# MEANINGFUL QUESTIONS FOR ANALYSIS:

# 1.What is the Mean and Median age of all smokers?
# 2.How does the Mean and Median of all smokers compare to the Mean and Median of Female or Male smokers?
# 3.What is a useful subset of data I can create from my original data set?
# 4.What column can I add to my subset to give me a better idea of which employees really need the ban?
# 5.What is the correlation between age and gender when it comes to employees that smoke?
# 6.What is the relationship between age and years_smoked by gender?


# CONCLUSIION:

# By doing data exploration,I saw that the Mean and Median ages of the female employee population is a bit higher than that of the male population.

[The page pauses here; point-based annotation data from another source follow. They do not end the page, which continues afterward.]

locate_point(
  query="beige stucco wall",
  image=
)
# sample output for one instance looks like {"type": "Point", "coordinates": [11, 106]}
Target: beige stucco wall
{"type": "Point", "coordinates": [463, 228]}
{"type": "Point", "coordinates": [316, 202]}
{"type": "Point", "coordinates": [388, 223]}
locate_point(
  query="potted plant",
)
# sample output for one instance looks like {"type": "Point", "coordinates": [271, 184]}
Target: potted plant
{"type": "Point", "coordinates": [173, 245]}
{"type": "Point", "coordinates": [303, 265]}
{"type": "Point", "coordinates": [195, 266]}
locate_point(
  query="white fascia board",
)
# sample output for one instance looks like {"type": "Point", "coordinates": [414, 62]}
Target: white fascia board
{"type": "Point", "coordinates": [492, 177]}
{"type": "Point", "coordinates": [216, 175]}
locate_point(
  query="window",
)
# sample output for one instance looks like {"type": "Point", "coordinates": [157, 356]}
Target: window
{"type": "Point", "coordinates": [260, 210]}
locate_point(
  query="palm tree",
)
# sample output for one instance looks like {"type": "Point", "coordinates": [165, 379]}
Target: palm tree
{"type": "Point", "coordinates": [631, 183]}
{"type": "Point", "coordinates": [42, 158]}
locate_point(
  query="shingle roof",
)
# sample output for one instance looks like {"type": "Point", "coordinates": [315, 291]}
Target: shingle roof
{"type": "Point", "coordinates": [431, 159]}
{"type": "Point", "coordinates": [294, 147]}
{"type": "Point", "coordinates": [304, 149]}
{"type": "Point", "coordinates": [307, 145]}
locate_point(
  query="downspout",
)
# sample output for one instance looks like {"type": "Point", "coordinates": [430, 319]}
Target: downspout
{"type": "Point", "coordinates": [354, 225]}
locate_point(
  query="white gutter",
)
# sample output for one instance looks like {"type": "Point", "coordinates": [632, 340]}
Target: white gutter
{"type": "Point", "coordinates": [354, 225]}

I was curious as to the length of time the employees have been smoking for. To me this was important because the less an employee was smoking the more affective the ban will be. for employees,who smoked for many years, a less strict more gradual ban would -be needed (because it will be harder for them to quit cold turkey). Thus, I added the "years_smoking" field to my data set.Graphs have been very useful in giving me a better idea about the relationship between age,gender, years_smoked,and race. By creating a scatter plot, I learned that the majority of African American employees smoke within the age range of 25 to 45 years old. The bar plot graph, helped me understand that male employees started smoking at an earlier age and smoked longer than the female employees. From this data I realized that it is important to enforce a ban on the population aged from the mid 20's to the mid 40's.It is also important to understand that the ban needs to be enforced differently depending on the amount of time an employee has been smokng in order to improve efficacy.